Hwang also credited the strong hiring outcomes to the business school’s Bay Area location, which gives easy access to a wide range of employers and allows companies to engage with Haas by bringing projects into classrooms.
Haas MBA culture is also collaborative, and students support each other in their searches, Hwang noted. One example is network job search teams: career services brings together those students who are interested in nontraditional industries that don’t participate in on-campus recruiting. “The key to the success of this facilitated groups is that students motivate each other and hold each other accountable,” she said.
Although many students are pursuing non-traditional careers, 40 percent of the 248 graduates accepted jobs in the MBA bedrock industries of consulting and financial services. Another 38 percent went into tech. The next most popular industries were healthcare, energy, consumer products and real estate. More than 12 percent of graduates reported that their jobs had a social impact component.
Meanwhile, the class produced an unprecedented number of new entrepreneurs. A record 31 graduates, or 12.5 percent of the class, are launching their own ventures, compared with six grads last year. Startups range from platforms for on-demand health services, global money transfer and student loans, to an innovative financial instrument aimed at combatting drought and wildfires.
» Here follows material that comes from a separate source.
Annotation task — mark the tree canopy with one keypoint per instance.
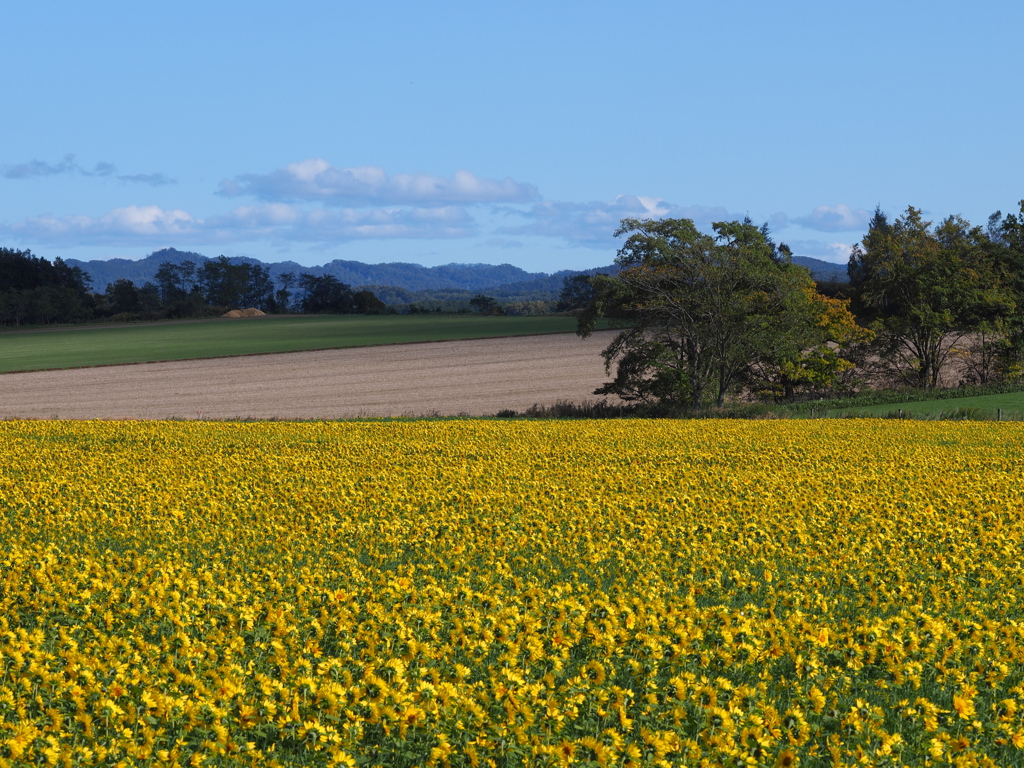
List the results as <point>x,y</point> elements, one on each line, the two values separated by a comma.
<point>709,313</point>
The increase in student founders, along with the fact that 14.5 percent of jobseekers accepted offers from startups, reflects the growing strength of the entrepreneurial ecosystem at Haas, UC Berkeley, and the Bay Area.
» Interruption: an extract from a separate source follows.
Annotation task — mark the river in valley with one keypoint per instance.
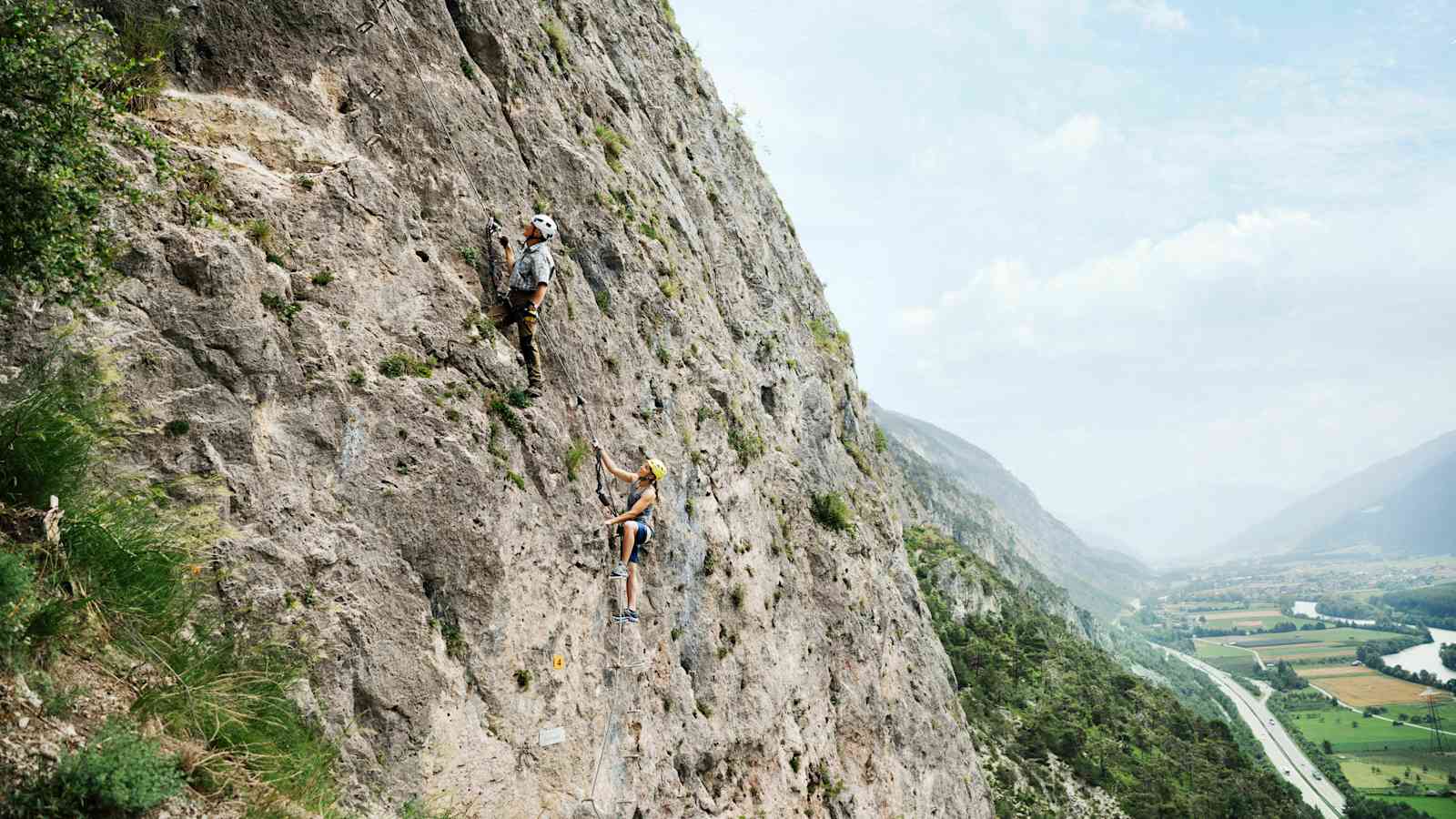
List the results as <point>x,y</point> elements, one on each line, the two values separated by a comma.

“The most important reason why I chose Haas is its entrepreneurial environment and resources,” said Leo Popov, MBA 15, who cited the MBA program’s electives and applied innovation courses, the LAUNCH startup competition, and resources such as the Lester Center for Entrepreneurship and Skydeck. “I was 100 percent sure that I want to start my company in the short or medium future, but I needed the skills and knowledge to do so.”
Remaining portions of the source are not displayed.